The impact of this program primarily manifests in small improvements over time. On the first day of each new group, the boys typically do not like talking about anger or their feelings and are closed off to the interventions. After a couple of sessions, the boys begin opening up and becoming more comfortable with the YWCA Counselors facilitating the programming. The boys start to open up about their stories and the hardships that weigh on them, whether that involves them being bullied at school by their friends, losing a family member, or having a parent go to jail. Through these conversations, the Counselors work with the boys to help them find and see their inner strength.
Over time, the boys begin to really internalize the messages being given to them, including phrases such as, "It is okay to cry," "Boys can cry too," "I am here for you," "We are a team," and "Tell me what's wrong when you are ready." Sometimes, the Boys Group is the first context in which these boys have been treated with such compassion. The boys begin using these exact phrases to support and connect with their friends when they are having a hard time and often recommend that their friends join the Boys Group as well.
The work being done by YWCA NorthEastern NY at the Boys & Girls Clubs of Schenectady makes a true impact on these children. The boys regularly say that they feel heard when speaking with the YWCA Counselors or when attending the Boys Group and find peace within the hour they are in the group. Rather than showing anger through screaming or throwing a temper tantrum, they learn the negative consequences of reacting in such a way and, instead, manage their emotions in a healthier manner. The boys use each other as accountability partners and go to each other between groups when they are in need of support.
Ultimately, we want people to remember that the messages taught to youth during childhood are carried with them throughout their lifetimes. It is important to deprogram these unhealthy thought patterns early in life rather than wait to unlearn these habits in adulthood. By investing resources in local youth, we are building a better, safer future in which children have the socioemotional awareness necessary to thrive and break intergenerational cycles of abuse.
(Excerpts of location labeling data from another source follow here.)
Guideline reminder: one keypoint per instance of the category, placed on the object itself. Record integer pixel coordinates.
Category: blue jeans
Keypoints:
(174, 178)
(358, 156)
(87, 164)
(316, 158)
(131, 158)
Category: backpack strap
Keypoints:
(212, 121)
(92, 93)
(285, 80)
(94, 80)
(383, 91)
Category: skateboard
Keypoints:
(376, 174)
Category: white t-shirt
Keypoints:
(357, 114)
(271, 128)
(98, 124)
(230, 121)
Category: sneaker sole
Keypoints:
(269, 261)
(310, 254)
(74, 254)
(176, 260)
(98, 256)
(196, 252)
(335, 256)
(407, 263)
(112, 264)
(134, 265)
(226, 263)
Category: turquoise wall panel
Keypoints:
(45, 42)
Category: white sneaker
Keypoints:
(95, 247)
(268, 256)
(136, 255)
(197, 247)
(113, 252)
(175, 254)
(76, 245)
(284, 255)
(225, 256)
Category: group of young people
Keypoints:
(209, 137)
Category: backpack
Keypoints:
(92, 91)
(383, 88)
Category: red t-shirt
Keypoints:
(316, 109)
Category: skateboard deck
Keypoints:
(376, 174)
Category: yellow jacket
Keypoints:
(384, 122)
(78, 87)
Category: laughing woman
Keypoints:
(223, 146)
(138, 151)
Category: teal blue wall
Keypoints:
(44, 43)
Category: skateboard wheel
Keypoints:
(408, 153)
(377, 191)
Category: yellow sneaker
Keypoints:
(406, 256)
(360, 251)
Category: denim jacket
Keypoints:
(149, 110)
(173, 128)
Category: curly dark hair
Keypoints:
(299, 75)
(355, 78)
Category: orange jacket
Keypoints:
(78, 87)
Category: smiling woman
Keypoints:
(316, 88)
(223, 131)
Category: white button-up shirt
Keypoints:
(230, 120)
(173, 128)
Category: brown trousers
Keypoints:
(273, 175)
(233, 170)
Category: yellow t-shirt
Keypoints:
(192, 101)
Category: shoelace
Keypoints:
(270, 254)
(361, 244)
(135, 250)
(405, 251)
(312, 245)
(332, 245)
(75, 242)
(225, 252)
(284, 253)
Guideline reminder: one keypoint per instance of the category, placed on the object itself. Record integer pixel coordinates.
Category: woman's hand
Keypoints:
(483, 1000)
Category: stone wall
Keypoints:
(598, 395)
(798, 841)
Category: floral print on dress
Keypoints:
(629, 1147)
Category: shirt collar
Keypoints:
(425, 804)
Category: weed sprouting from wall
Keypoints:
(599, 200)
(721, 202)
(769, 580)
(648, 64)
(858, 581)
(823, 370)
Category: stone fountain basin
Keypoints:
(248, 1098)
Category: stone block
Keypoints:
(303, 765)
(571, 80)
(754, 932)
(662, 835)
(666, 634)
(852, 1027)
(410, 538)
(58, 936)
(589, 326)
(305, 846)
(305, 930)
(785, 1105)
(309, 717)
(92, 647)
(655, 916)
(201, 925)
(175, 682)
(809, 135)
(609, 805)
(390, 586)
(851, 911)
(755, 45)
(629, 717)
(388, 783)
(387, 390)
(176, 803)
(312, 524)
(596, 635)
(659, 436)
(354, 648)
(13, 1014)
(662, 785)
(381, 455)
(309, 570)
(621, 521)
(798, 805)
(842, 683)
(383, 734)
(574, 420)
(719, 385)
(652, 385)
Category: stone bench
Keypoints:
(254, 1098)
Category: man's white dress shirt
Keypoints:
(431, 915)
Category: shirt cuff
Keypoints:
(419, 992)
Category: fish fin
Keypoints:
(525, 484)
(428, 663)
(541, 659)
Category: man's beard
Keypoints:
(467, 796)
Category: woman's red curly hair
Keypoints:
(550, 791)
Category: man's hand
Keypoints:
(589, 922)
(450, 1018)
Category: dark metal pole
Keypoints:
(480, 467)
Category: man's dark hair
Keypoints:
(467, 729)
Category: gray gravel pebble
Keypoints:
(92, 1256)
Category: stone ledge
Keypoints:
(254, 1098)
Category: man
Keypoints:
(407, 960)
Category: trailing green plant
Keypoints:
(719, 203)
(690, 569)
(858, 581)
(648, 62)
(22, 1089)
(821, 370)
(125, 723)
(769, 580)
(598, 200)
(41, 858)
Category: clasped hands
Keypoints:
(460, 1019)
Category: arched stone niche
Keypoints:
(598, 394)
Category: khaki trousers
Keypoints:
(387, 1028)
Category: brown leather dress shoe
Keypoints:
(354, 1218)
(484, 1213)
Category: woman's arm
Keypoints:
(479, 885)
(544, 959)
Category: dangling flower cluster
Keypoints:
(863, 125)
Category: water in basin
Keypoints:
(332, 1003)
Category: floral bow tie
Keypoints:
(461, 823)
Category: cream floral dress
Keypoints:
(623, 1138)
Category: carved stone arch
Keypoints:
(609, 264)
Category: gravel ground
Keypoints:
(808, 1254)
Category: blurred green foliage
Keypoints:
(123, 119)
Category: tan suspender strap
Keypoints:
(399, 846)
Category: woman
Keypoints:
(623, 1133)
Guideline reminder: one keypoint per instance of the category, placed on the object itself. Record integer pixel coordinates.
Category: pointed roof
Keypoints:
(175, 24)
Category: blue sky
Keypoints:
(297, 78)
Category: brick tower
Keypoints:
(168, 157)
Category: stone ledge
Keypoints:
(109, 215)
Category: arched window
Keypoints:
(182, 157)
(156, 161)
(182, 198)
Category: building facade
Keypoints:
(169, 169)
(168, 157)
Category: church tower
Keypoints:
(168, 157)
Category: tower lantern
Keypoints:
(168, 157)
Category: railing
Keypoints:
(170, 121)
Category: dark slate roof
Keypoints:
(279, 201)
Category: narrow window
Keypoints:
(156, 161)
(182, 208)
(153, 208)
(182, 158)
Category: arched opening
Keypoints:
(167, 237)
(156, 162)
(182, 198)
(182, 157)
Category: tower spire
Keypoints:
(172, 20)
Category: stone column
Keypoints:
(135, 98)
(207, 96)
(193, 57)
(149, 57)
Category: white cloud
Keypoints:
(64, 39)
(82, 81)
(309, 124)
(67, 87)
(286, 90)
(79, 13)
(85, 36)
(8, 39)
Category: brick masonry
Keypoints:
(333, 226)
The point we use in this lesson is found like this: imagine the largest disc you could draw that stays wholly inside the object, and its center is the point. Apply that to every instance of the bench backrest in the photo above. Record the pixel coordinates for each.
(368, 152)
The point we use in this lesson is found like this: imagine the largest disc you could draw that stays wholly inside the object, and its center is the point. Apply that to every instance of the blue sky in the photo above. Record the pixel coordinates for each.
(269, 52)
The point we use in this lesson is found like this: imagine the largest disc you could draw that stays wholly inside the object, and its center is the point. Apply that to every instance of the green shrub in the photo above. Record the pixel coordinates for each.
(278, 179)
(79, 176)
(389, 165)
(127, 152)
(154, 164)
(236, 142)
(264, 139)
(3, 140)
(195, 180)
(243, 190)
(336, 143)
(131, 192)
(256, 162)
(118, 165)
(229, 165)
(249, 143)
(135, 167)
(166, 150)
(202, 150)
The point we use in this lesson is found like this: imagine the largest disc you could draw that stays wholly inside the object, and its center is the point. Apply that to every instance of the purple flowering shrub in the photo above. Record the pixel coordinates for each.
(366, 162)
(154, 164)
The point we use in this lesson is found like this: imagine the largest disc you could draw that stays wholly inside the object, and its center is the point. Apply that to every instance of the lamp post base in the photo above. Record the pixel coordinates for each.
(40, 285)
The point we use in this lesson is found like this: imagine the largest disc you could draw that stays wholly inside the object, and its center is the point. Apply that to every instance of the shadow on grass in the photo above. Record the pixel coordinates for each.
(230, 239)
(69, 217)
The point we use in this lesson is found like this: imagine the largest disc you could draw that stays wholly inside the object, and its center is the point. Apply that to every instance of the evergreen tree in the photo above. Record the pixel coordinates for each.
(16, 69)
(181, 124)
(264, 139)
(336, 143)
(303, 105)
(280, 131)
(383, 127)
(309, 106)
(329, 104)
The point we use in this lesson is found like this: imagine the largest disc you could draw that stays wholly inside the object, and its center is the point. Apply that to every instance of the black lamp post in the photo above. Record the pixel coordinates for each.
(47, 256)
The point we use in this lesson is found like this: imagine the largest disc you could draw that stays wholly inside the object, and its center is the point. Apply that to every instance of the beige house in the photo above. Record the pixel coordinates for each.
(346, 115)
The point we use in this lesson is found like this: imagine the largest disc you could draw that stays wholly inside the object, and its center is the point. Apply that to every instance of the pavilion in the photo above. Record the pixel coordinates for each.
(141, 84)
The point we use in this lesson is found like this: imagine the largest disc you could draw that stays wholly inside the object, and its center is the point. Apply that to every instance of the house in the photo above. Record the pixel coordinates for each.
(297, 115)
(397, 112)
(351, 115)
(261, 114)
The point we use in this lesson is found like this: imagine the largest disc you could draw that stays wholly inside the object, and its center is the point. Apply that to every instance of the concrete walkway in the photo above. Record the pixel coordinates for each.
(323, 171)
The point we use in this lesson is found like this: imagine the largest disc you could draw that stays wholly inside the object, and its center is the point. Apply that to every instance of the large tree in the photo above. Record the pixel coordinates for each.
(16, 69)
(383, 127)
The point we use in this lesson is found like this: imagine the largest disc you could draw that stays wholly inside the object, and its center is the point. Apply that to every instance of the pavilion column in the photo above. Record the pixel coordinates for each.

We incorporate mindfulness for at least ten minutes at the start or end of each Boys Group. This picture was taken during one of the many meditation sessions where the boys learned to sit and examine their thoughts and feelings.
The Anger Iceberg teaches youth that anger is a secondary emotion and that there is usually an underlying feeling when they experience anger, such as fear, rejection, or sadness. The Anger Iceberg helps youth identify the underlying emotions or beliefs that contribute to their intense feelings of anger.
On the last day of school with the boys, we discussed the importance of being GRATEFUL. This photo shows the Gratitude Cards made in the group. In this session, we discussed what we are grateful for despite the things we do not have or the people who are no longer with us. We touched on grief and acknowledged that people die and that we are allowed to miss them and cry but also to remember their importance in our lives and the impact they made on us. The boys then gave their cards to the people they were grateful for during that time.